Il ne s'est pas contenté de dénoncer l'injustice. Ken a averti que lorsque Washington commence à décider quelles entreprises gagnent et lesquelles perdent, tout le système s'effondre. « Quand l'État intervient pour désigner les gagnants et les perdants, il n'y a qu'une seule issue : nous sommes tous perdants. »

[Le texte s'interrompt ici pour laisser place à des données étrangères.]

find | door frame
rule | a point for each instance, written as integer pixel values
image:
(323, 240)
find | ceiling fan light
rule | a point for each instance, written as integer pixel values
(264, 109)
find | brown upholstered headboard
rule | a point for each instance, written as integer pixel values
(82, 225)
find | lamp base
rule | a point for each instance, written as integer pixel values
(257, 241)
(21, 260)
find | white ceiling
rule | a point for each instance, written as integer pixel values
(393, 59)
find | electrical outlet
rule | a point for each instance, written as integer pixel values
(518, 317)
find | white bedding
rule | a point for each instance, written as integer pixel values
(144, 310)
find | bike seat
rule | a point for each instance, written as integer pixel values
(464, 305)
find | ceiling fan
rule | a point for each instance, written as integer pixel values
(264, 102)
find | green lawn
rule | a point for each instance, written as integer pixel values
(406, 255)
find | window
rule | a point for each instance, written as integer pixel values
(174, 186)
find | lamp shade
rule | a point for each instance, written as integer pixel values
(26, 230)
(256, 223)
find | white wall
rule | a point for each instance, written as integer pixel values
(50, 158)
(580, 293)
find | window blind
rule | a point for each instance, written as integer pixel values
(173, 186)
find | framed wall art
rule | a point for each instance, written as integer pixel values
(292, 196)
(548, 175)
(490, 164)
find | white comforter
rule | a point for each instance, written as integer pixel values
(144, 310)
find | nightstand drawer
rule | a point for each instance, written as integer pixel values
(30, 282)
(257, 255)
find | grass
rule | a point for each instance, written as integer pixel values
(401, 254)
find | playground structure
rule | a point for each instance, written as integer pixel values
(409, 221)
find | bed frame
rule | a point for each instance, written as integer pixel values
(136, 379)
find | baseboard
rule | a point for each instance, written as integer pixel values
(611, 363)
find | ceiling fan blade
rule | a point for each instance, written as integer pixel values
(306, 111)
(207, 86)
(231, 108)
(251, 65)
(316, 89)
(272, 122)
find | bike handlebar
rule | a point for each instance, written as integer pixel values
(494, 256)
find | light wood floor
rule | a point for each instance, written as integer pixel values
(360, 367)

Et c'est exactement ce qui se passe en ce moment. Un nombre croissant d'entreprises se présentent à la Maison-Blanche, espérant obtenir des dérogations spéciales tandis que les petites entreprises supportent les coûts. Ken a qualifié cette situation de « nauséabonde »
Ken critique vivement la levée des droits de douane accordée à Apple et la faveur dont Tim Cook bénéficie à la Maison-Blanche
Apple, l'entreprise technologique la plus valorisée au monde, bénéficie une fois de plus d'un traitement de faveur. Ken a déclaré que le fabricant d'iPhone ne devrait « absolument pas » être exempté des droits de douane imposés par Trump. La majeure partie du matériel Apple est produite en Chine, tandis que la production plus récente a lieu en Inde et au Vietnam.
Pourtant, après que le PDG d'Apple, Tim Cook, se soit engagé à investir 100 milliards de dollars supplémentaires dans les fournisseurs américains , en plus des 500 milliards déjà engagés, l'administration Trump leur a donné le feu vert pour renoncer à l'application prévue d'un droit de douane de 100 % sur les semi-conducteurs.
Cet investissement n'était pas la seule offre de Cook. Il a également offert à Trump une plaque Apple personnalisée avec un socle en or, une autre initiative que Ken a manifestement perçue comme une manœuvre pour s'attirer ses faveurs. « Allons-nous continuer à privilégier les grandes entreprises bien connectées en Amérique ? » a-t-il demandé, pointant du doigt le népotisme inhérent à ce genre d'arrangements.
L'accord conclu par Cook s'inscrit dans une tendance observée depuis le premier mandat de Trump, période durant laquelle Apple avait également échappé aux droits de douane grâce à un accord commercial avec la Chine. Ken a été catégorique : il ne s'agit pas de politique ni de compétitivité, mais de relations entre les PDG et les politiciens. Et le résultat, selon lui, est une dérive dangereuse où les entreprises délaissent l'innovation pour se consacrer au lobbying. « La compétence essentielle ne sera plus de stimuler l'innovation, a-t-il déclaré, mais d'obtenir les faveurs nécessaires à Washington. »
Ken prévient que la file d'attente pour obtenir des faveurs à la Maison-Blanche est un piège
Ken a déclaré que ce genre de comportement gouvernemental tend un piège aux entreprises qui jouent le jeu aujourd'hui sans se soucier de l'avenir. Il a averti que les entreprises qui se soumettent aux dirigeants actuels pourraient se retrouver en difficulté lors de l'arrivée au pouvoir d'un nouveau président dent « C'est l'intervention du gouvernement dans le choix des gagnants et des perdants. Et nous devons être très prudents sur ce terrain », a-t-il déclaré. « En fait, nous devrions tout simplement nous abstenir. C'est là que vivent les requins. »
Il tire également la sonnette d'alarme quant à l'impact des droits de douane sur le quotidien des Américains. Ken les a comparés à une taxe nationale sur les ventes, expliquant qu'ils pénalisent davantage les ménages à faibles revenus, car ces derniers consacrent une part plus importante de leurs revenus aux biens de consommation. « Il y a des questions d'équité et de justice », a-t-il déclaré, soulignant qu'il s'agit avant tout de savoir qui supporte le poids financier de cette situation.
Malgré le tumulte ambiant, l'action Apple a continué de progresser. Plus tôt cette semaine, elle est devenue la dernière des géants de la tech à afficher un résultat positif depuis le début de l'année. Depuis le début de l'année, elle affiche une hausse d'un peu plus de 1 %. Au cours des trois derniers mois, l'action Apple a bondi de plus de 25 %, surperformant le reste du marché. Cependant, suite aux déclarations de Ken Woods jeudi, le cours de l'action Apple a légèrement reculé par rapport à ses plus hauts de la séance.